Owners may be held liable for injuries sustained by visitors while on their property. "Premises liability" is the term used for this. Every action involving a slip and fall is founded on premises liability. The legal defense goes like this: It was the property owner's duty to maintain paths safely. You can hold them liable for their hazardous surroundings if you slip on their property and hurt yourself. The case's plaintiff is a "lawful visitor" on the property. They could be a visitor staying at a friend's house, a shopper at a grocery store or mall, a delivery person delivering a parcel to an upper-floor apartment, or a picnicker in a public park; in other words, anyone who is on the property other than a trespasser. The defendant is the property's owner as well as any other individual, company, or organization that has actual authority over the location where the unsafe or defective state lies.

Statute of Limitations

The amount of time someone has to file a lawsuit in a case is determined by the "statute of limitations." Personal injury claim statutes will apply to the vast majority of slip and fall incidents. A lawsuit for bodily harm or damage to personal property must be filed within two years of the cause of action accruing, according to law. In other words, if you believe that someone else's negligence caused your slip and fall injuries, you have two years after the accident to make a claim.

Comparative Negligence

When calculating the amount of damages owed, several states use a modified comparative negligence rule. Failure to exercise a reasonable and acceptable amount of care under the circumstances is referred to as "negligence." Your own percentage of carelessness lowers the damages you are entitled to claim.
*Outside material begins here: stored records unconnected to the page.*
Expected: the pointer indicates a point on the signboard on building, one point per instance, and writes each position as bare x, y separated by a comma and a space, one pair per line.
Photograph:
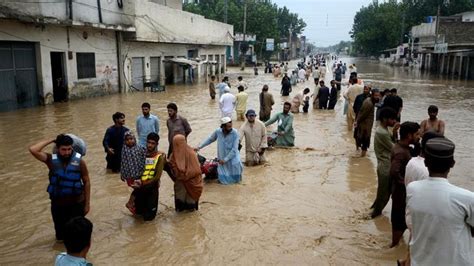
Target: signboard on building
239, 37
400, 50
270, 44
441, 48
You are not eligible for any award if your percentage of fault exceeds 50%. For instance, you can also be judged negligent if you slip and hurt yourself on someone's property while texting and not paying attention to your surroundings. A court judgment or settlement amount would be lowered by 20% if your negligence was 20% responsible for your fall.

Determining Liability
With an average hospital bill of over $30,000, injuries from falls are among the most expensive medical ailments. It doesn't necessarily follow that someone is responsible for your injuries just because you hurt yourself on their property. You must demonstrate that a dangerous condition that the property owner knew about or should have known about caused your injury in order for the owner to be held liable in a slip and fall case.

Final Thoughts
In any personal injury case, the plaintiff always bears the burden of proof. So, the plaintiff needs to prove that the defendant's negligence caused them damages. It can be done easily if they have a lawyer with them. A property owner should make the property safe for everyone. If they fail to do so, they need to answer the law.